Today marks the start of Mental Health Awareness Week (14th – 20th May 2018), something I flagged up in the most recent Club newsletter as I’d just attended a networking lunch where the focus was on mental health issues in the workplace and beyond.
What Is Too Much Stress?
Run by the Mental Health Foundation, the focus of this year’s Mental Health Awareness Week is on stress, one of the major drivers behind the rise in mental ill health. Although we were originally hardwired for the stress response – that fight or flight thing – to act as a survival strategy protecting us from potential hazards, today, increasing numbers of us are getting into trouble when this response becomes a way of life, something that’s “always on,” that makes us feel like we’re literally being chased around by a wild beast day in, day out.
Sitting in a roomful of colleagues at this recent lunch (shout-out to the always productive and highly enjoyable, Senior Executives Forum hosted by Cornwall College Business!) I couldn’t help but marvel at how far we’ve come since the early days of my career working in business development in logistics in London. I couldn’t imagine my bosses from that time engaging with the issue of mental health with such ease. It really brought home how much things have changed, how much more complicated the environment we operate in has become and of course, how far we still have to go.
Reducing the Stigma of Mental Ill Health
Our lunchtime speaker, Alison Brown from Healthy Cornwall, focused on how important it was to embed mental health promotion in our business culture and make our approach to wellbeing so much more than a ‘tick-box’ exercise. In promoting awareness and understanding around mental health and wellbeing, and through having robust policies in place to support staff, we can all play our part in helping reduce the stigma of mental ill health. That this makes sound business sense, improving productivity and performance should be no surprise.
What was particularly interesting to me though was how, maybe as recently as a decade ago, such a gathering would have gone no further than a roundtable discussion on best practice for policy implementation. Yet last week everyone around my table, which included senior figures from major employers in the area, was happy to relate to the issue personally. We shared stories about our own experiences of stress and pressure in the workplace and also of managing health promotion initiatives in our businesses. This made for some illuminating conversation that ensured that the message Alison was driving, of how every employer should invest in staff mental health, would be so much more likely to be adopted effectively.
How We Say Things Matters
One of the themes that emerged in our discussions was about how important it is to be thoughtful about the language we use when talking about mental health. Getting this right matters as it can lead us to better outcomes for ourselves and the people we manage. For example:
How often when we talk about mental health do we actually mean mental ill health?
One of the senior execs at our table recounted an instance where a health promotion initiative delivered a better outcome when it was renamed a “wellbeing promotion policy” than when it was a “stress management policy.” The latter had seen staff sign off with stress and not engage with the workplace issues that had been causing their problems in the first place.

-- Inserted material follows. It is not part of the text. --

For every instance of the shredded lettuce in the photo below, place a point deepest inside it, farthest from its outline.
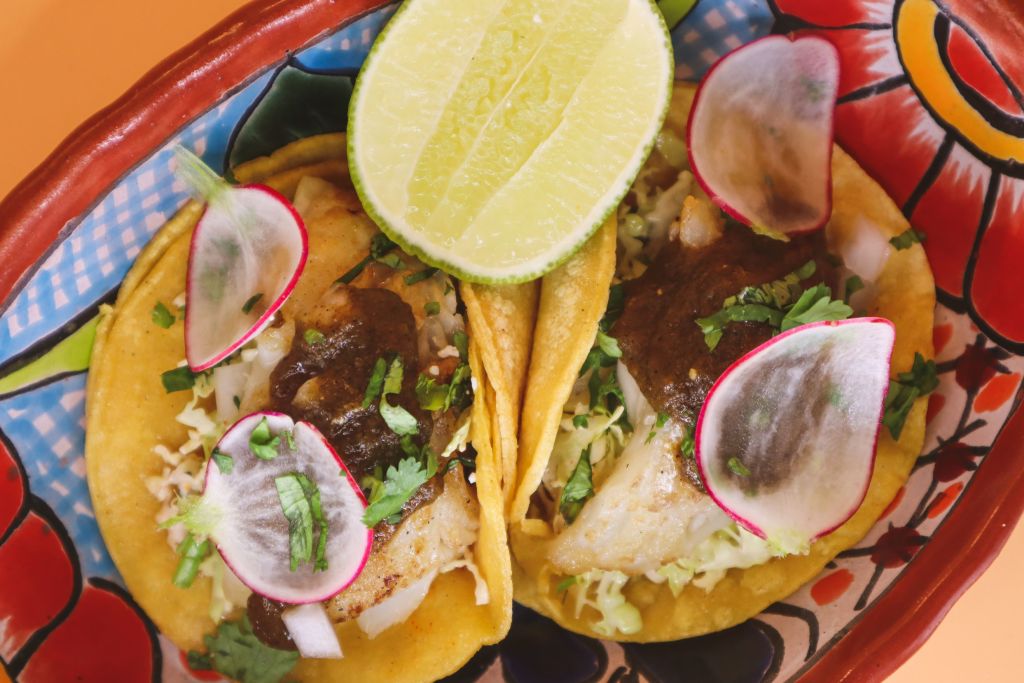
(617, 613)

The Difference Between Stress and Pressure
We should also take care when using the words ‘stress’ and ‘pressure’ interchangeably as they are in fact two quite different things. Our roundtable discussion prompted me to look into this distinction:
A small amount of pressure can motivate and increase productivity – i.e. I put pressure on myself to get this post out for the start of Mental Health Awareness Week.

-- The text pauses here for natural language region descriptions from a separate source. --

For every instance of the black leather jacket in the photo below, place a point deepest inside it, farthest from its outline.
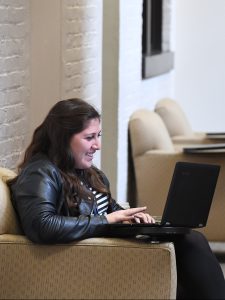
(37, 196)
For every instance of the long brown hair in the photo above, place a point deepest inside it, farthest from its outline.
(52, 138)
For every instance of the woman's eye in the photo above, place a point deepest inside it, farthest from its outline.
(89, 138)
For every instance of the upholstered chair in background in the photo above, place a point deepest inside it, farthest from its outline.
(94, 268)
(154, 157)
(178, 125)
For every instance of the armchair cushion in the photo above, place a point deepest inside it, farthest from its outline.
(97, 268)
(8, 219)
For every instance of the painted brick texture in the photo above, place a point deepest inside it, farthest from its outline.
(14, 79)
(81, 42)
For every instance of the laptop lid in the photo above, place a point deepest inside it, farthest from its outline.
(190, 194)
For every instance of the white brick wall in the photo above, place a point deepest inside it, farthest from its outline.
(14, 79)
(81, 55)
(82, 52)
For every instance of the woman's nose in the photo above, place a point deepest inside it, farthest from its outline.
(97, 144)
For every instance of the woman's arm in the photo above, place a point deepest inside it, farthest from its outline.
(36, 195)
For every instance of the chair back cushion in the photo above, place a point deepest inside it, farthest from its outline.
(148, 132)
(173, 117)
(8, 219)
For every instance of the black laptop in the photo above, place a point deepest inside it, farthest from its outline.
(187, 206)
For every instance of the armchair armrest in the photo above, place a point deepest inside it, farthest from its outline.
(96, 268)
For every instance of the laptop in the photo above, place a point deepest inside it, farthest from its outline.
(187, 206)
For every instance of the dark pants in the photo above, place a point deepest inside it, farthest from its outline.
(199, 275)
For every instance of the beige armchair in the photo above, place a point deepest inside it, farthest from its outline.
(154, 158)
(95, 268)
(178, 125)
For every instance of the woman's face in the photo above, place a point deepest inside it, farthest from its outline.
(85, 144)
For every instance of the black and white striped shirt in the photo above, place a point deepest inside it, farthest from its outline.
(102, 201)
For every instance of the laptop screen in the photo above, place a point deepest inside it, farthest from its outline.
(190, 194)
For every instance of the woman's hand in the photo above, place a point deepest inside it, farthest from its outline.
(135, 215)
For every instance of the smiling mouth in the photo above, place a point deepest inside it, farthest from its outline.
(91, 155)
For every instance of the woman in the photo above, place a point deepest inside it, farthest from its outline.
(60, 196)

Stress involves chasing too many demands with too few resources to meet them. It’s when you don’t have enough time, knowledge or energy and end up feeling overloaded and overwhelmed. Pressure is a much more singular thing, it’s when you realise that a certain outcome depends on your performance.
World-renowned psychologist Hendrie Weisinger in his book, “Performing Under Pressure: The Science of Doing Your Best When It Matters Most,” suggests asking yourself this question any time you feel the “heat:”

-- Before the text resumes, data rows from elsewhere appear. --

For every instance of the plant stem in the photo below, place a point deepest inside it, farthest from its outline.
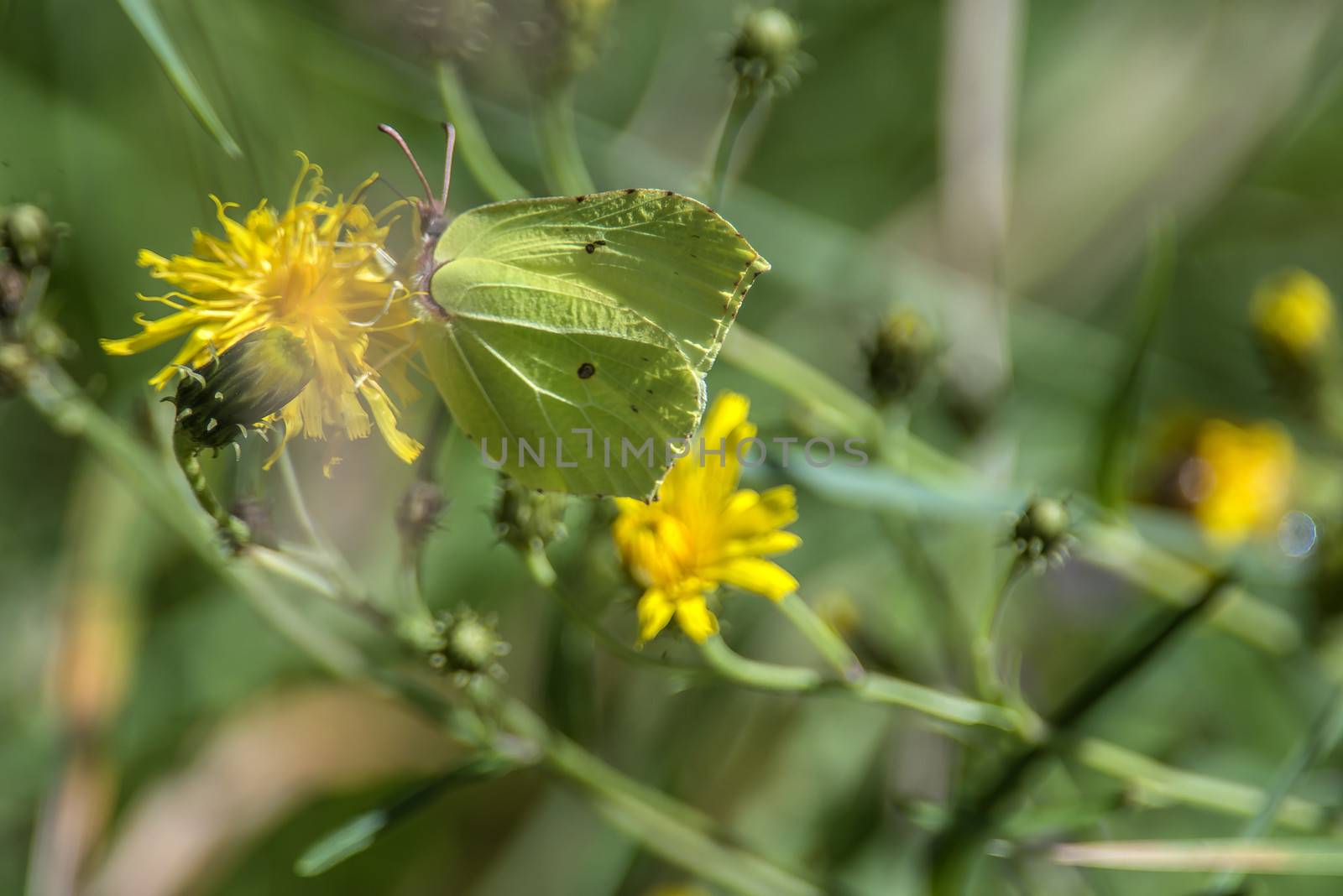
(1111, 546)
(745, 101)
(953, 855)
(55, 398)
(870, 688)
(825, 638)
(566, 172)
(668, 828)
(473, 147)
(188, 459)
(543, 573)
(1319, 742)
(984, 649)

“Am I feeling overwhelmed by the demands upon me, or do I feel I have to produce a specific result?”
Taking this step back and literally checking in with ourselves can be a useful tool in helping us with our own understanding of situations and diffusing any potential escalation.
Building Communities of Empathy
Today, a long way from those early heady days at the start of my career when mental health was not something that was discussed, we’re thankfully far more open to admitting our difficulties. For those of us who work largely on our own, as freelancers or sole traders, we may not have the safety net of well-documented policies and protocols but we do have the ability to create our own support networks. As the Samphire tribe grows and flourishes it’s good to see how individual members are collaborating and building their own communities within our network.
So, in an annual calendar that is itself overwhelmed by themed Weeks – this is one that should matter to all of us. Let’s make talking about mental health the starting point for creating a kinder environment from which we’ll all benefit.